When the world woke on 9 November 2016 to find Donald Trump had won the US presidential election, it was like a break in mainstream, consensual reality. This topped even Back to the Future’s joke, when Doc Brown asked Marty, ‘Then tell me future-boy, who’s president of the United States in 1985?’ and his incredulity at being told it was Ronald Reagan, the actor—‘Then who’s Vice-President? Jerry Lewis?’ Reagan, at least, had a political career. Trump was a celebrity-businessman, cameo film-actor, member of the WWE Hall of Fame and reality-TV host who had never held any public office.

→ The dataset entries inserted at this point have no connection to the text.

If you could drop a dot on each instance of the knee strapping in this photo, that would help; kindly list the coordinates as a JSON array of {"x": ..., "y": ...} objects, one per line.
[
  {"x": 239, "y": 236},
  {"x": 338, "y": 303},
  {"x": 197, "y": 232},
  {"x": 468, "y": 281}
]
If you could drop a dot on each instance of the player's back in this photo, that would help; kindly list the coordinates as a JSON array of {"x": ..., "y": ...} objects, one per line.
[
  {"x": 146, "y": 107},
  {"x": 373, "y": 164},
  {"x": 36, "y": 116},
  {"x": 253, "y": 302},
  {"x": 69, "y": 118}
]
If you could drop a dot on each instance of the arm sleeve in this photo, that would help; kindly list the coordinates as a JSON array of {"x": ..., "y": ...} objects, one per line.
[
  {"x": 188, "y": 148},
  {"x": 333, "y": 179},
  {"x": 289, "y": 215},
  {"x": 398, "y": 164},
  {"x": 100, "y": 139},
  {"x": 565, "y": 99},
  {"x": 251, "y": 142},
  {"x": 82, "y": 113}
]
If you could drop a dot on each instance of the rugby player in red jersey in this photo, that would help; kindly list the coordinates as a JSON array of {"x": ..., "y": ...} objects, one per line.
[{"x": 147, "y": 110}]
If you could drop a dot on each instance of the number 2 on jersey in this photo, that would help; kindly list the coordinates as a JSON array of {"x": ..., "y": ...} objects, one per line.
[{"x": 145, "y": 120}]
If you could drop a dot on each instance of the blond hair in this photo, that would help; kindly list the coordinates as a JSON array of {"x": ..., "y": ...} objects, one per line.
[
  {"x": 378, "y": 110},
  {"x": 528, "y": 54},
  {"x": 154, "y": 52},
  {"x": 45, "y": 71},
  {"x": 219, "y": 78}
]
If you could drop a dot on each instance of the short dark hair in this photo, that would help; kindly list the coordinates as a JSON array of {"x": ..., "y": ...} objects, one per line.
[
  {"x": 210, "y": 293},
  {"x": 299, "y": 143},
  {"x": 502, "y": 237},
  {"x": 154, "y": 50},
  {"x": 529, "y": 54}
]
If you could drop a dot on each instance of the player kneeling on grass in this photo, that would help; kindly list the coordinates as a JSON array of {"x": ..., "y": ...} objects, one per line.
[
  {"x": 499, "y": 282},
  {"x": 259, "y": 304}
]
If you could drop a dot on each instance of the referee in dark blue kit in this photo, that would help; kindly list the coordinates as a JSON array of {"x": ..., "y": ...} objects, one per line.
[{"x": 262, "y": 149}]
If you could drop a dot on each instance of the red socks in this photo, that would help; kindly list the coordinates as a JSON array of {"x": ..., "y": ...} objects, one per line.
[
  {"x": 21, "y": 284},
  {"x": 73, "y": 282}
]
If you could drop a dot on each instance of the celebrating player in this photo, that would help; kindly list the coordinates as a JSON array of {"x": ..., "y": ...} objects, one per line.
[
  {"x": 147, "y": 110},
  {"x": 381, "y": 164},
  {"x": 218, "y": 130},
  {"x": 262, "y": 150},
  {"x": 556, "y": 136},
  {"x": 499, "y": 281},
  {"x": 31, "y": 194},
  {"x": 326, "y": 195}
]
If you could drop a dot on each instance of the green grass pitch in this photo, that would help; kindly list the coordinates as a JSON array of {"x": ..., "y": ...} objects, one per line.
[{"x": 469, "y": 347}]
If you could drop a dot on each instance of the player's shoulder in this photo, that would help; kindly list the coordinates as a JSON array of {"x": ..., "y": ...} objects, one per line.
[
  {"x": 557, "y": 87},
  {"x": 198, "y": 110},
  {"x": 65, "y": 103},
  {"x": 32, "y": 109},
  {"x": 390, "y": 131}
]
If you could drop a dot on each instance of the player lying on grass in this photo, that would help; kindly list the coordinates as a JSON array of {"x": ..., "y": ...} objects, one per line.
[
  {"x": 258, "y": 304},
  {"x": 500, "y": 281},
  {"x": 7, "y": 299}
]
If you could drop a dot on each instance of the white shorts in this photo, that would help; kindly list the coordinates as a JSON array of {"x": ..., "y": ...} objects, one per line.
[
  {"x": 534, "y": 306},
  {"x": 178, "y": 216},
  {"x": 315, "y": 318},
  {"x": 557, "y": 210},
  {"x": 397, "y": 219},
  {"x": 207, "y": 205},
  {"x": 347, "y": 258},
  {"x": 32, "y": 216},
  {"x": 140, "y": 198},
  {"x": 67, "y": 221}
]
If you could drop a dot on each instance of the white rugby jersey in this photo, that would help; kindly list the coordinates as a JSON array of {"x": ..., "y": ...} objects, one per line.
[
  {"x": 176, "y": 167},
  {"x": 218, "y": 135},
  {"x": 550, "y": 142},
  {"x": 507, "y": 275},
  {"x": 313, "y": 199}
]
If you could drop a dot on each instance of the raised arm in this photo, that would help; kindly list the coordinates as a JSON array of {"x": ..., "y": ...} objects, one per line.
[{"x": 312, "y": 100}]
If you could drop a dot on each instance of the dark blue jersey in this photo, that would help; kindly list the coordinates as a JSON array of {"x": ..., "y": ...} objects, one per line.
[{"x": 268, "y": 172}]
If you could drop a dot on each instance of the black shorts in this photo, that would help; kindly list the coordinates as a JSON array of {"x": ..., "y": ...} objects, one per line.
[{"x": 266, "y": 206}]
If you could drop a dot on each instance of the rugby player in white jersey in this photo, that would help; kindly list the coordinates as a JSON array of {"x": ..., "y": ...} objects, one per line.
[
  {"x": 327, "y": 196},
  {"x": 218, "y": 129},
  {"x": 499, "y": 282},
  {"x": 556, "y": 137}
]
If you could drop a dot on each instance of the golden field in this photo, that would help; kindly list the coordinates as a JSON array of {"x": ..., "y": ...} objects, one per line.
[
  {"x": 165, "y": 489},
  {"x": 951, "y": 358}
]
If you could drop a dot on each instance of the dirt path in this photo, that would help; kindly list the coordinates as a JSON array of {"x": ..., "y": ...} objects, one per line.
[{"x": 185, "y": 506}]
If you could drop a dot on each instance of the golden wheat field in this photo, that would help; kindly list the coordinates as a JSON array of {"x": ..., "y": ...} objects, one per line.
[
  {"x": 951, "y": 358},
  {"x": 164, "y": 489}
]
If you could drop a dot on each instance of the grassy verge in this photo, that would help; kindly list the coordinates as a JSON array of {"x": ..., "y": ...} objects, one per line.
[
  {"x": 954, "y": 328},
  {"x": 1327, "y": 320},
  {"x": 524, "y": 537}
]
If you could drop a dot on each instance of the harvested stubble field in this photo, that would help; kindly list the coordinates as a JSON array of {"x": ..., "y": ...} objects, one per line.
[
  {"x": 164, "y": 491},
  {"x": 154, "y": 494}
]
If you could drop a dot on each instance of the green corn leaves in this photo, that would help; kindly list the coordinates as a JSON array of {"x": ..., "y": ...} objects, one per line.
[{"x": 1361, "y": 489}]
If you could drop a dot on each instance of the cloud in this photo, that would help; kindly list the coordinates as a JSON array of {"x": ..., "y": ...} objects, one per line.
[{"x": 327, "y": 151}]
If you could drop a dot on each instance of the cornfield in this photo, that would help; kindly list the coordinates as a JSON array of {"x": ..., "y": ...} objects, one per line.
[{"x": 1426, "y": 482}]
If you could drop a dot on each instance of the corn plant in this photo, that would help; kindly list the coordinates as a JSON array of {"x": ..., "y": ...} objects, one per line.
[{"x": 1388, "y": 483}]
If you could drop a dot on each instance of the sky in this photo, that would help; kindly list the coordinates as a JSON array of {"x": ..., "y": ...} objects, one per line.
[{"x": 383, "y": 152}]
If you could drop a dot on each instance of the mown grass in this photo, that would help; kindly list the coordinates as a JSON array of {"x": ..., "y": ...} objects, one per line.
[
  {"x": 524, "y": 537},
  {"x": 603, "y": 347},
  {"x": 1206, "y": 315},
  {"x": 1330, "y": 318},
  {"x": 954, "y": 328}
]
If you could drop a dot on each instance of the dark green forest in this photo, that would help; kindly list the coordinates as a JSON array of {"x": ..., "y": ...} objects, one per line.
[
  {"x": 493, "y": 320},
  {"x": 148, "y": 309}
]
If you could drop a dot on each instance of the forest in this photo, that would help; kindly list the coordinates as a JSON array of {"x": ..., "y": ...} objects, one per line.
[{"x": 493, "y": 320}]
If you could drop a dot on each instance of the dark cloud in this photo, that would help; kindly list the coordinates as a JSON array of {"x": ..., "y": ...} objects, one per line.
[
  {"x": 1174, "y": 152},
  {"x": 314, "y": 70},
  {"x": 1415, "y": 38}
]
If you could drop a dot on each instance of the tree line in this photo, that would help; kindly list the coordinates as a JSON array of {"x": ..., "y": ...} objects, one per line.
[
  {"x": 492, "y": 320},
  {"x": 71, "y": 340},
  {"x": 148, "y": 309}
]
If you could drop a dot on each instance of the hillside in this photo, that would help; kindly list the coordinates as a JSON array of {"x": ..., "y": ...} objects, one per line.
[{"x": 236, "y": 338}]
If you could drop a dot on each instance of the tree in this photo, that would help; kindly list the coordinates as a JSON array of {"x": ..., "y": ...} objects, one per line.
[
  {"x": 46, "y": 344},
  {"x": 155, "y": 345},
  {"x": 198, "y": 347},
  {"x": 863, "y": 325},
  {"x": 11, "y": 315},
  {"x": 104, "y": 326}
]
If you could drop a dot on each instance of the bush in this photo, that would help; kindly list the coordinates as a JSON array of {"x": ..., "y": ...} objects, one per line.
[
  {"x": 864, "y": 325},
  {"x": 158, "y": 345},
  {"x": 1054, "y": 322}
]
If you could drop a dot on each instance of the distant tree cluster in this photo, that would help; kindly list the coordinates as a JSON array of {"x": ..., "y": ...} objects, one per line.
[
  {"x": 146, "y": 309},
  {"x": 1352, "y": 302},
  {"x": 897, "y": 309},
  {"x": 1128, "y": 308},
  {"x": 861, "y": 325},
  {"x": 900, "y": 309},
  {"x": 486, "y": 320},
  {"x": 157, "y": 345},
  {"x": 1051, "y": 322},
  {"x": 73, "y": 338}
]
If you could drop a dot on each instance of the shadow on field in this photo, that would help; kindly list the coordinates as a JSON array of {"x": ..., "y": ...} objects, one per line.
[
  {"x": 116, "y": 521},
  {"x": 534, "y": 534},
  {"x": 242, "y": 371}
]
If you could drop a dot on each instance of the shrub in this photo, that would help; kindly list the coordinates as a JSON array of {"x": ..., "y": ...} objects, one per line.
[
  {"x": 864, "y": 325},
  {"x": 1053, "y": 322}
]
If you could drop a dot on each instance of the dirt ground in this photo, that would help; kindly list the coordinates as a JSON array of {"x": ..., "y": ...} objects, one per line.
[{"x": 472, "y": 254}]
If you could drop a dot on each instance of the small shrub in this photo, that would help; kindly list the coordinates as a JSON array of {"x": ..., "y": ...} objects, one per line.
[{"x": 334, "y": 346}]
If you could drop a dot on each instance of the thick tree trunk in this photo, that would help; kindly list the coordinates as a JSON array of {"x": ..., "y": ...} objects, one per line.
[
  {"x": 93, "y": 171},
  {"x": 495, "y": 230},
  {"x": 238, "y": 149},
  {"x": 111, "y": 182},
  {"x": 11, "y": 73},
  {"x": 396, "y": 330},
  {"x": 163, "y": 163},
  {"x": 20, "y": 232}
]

Sweeping aside the conventions of professional political polish and presentation, Trump blustered, bluffed, fluffed, and incoherently shouted, threatened and tweeted his way to the presidency, surviving—and even gaining in strength from—character flaws and failures that would have torpedoed a normal campaign. Now he’d defeated probably the best-qualified presidential candidate in living memory. In the aftermath of his election, reality itself seemed broken. The fourth wall of the television screen had been smashed and the public had ‘hired’ the boss of The Apprentice.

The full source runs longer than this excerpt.